The Kentucky Encyclopedia says there were 41 duels fought in the state between 1790 and 1867. Sixteen men died, but there were never any prosecutions. In an attempt to end the illegal practice, the oath has been part of Kentucky's constitution since 1849.
When you think about it, the oath was a smart idea that worked pretty well. That's because duels were generally fought by ambitious men, the same men who wanted to be Kentucky's lawyers, legislators and state officials.
So instead of just deleting the archaic anti-dueling language, as Owens wants to do, let's think about modern illegal activities that persist among the ambitious men and women who now seek to be Kentucky's lawyers, legislators and state officials.
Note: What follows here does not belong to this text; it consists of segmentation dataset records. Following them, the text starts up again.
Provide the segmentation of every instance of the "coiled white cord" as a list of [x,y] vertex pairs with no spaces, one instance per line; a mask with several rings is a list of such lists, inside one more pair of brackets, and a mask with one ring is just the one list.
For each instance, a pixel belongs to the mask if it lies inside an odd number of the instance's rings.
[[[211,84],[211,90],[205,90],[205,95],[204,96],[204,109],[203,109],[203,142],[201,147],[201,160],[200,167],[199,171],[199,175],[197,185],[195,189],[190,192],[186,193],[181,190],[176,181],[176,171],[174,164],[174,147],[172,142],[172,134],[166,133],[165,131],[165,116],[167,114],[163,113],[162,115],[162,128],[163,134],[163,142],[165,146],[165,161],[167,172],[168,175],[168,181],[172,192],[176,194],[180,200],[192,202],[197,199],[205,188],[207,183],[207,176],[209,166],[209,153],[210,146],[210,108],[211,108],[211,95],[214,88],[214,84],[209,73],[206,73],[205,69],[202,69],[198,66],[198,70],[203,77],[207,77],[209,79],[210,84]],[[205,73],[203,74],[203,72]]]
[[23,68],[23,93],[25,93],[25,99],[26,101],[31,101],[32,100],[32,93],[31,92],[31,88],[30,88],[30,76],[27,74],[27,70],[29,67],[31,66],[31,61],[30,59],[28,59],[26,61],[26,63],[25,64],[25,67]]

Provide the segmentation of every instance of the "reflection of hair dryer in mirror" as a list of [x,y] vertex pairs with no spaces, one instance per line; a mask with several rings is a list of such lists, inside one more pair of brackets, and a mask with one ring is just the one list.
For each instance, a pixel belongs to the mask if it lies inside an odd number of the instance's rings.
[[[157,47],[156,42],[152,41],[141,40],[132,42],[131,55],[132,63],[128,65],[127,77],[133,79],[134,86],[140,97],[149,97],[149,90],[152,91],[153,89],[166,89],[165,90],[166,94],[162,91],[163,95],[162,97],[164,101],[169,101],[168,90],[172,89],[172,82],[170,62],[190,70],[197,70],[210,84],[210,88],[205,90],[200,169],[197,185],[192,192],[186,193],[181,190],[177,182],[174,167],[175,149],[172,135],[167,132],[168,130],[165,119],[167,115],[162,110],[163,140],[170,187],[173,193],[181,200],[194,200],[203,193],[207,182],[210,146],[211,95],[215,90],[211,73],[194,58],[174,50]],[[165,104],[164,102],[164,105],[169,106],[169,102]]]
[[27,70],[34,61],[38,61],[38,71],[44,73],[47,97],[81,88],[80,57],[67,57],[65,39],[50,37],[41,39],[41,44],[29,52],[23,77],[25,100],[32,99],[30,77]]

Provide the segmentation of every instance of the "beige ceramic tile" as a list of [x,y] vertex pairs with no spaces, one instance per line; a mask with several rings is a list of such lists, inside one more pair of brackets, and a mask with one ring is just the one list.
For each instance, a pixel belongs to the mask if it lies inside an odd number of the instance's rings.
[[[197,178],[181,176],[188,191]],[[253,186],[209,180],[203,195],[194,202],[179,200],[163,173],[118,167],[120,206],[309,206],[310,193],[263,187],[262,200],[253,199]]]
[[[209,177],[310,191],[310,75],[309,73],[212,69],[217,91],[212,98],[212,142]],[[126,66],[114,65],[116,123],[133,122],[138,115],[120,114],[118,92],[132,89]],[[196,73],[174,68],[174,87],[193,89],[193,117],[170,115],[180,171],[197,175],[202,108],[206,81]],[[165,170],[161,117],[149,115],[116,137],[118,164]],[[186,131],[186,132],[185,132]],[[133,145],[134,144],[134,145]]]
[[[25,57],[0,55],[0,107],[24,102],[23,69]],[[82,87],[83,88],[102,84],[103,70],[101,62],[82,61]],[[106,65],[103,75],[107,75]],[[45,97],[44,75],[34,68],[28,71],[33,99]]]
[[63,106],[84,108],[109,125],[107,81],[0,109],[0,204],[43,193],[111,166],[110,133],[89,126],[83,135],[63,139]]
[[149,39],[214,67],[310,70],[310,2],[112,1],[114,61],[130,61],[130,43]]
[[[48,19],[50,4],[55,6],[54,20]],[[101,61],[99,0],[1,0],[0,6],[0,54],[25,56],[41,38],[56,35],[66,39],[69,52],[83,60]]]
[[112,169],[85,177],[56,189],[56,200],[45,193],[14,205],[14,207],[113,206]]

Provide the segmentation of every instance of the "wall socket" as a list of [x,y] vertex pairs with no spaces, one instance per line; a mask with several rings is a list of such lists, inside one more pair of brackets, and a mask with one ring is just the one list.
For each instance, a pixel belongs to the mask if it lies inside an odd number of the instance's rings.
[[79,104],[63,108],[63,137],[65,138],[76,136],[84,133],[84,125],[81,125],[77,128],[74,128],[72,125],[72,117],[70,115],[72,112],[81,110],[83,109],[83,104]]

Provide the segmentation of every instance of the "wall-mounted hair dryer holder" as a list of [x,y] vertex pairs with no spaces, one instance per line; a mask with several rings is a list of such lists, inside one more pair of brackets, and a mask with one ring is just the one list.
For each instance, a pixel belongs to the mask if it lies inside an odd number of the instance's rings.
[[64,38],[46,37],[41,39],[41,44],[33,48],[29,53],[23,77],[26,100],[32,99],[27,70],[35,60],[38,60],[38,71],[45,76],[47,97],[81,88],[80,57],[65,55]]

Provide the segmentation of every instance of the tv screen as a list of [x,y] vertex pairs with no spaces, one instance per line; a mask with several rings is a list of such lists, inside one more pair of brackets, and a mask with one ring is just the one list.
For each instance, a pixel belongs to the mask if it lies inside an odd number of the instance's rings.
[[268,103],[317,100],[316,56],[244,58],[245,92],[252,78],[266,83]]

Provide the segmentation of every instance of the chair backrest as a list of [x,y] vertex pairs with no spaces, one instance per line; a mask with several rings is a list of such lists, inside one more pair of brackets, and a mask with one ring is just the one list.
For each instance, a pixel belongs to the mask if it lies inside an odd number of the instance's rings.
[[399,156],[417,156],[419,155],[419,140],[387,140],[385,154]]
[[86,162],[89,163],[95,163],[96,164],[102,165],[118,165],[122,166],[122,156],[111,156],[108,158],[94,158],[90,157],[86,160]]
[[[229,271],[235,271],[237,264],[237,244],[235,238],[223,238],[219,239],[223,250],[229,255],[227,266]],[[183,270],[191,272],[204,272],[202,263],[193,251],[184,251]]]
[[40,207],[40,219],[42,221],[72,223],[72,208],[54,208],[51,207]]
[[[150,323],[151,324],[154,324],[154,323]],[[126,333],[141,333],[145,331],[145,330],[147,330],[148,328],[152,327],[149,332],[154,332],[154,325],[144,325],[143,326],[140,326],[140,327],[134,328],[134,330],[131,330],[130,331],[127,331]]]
With that idea in mind, here's my proposed rewrite of Section 228 of the Kentucky Constitution:
I do solemnly swear (or affirm, as the case may be) that I will support the Constitution of the United States and the Constitution of this Commonwealth, and be faithful and true to the Commonwealth of Kentucky so long as I continue a citizen thereof, and that I will faithfully execute, to the best of my ability, the office of .... according to law.
And I do further solemnly swear (or affirm) that since the adoption of the present Constitution, I, being a citizen of this State, have not lined my pockets nor enhanced my political standing by any of the following means:
■ Paving constituents' driveways and private roads; buying votes; conspiring with highway contractors to rig or award bids; arranging sweetheart deals to lease or sell my property to public agencies;
■ Accepting money, favors or jobs from lobbyists and special interests; giving government jobs or huge taxpayer-funded raises to my friends, relatives or supporters; steering public work to my businesses; doing special favors for my friends, relatives and campaign contributors; eating high on the hog at fancy restaurants or visiting strip clubs on the public tab; so help me God.
My proposed oath would narrow the field of potential lawyers, legislators and state officials, perhaps urging more honest men and women to get involved in the law and public life. Plus, can you think of a more effective system for term limits?
OK, so maybe it wouldn't eliminate giggles and snickering at public swearing-in ceremonies. But, like the once-useful dueling ban, it would do a lot to improve Kentucky's image — and a whole lot more.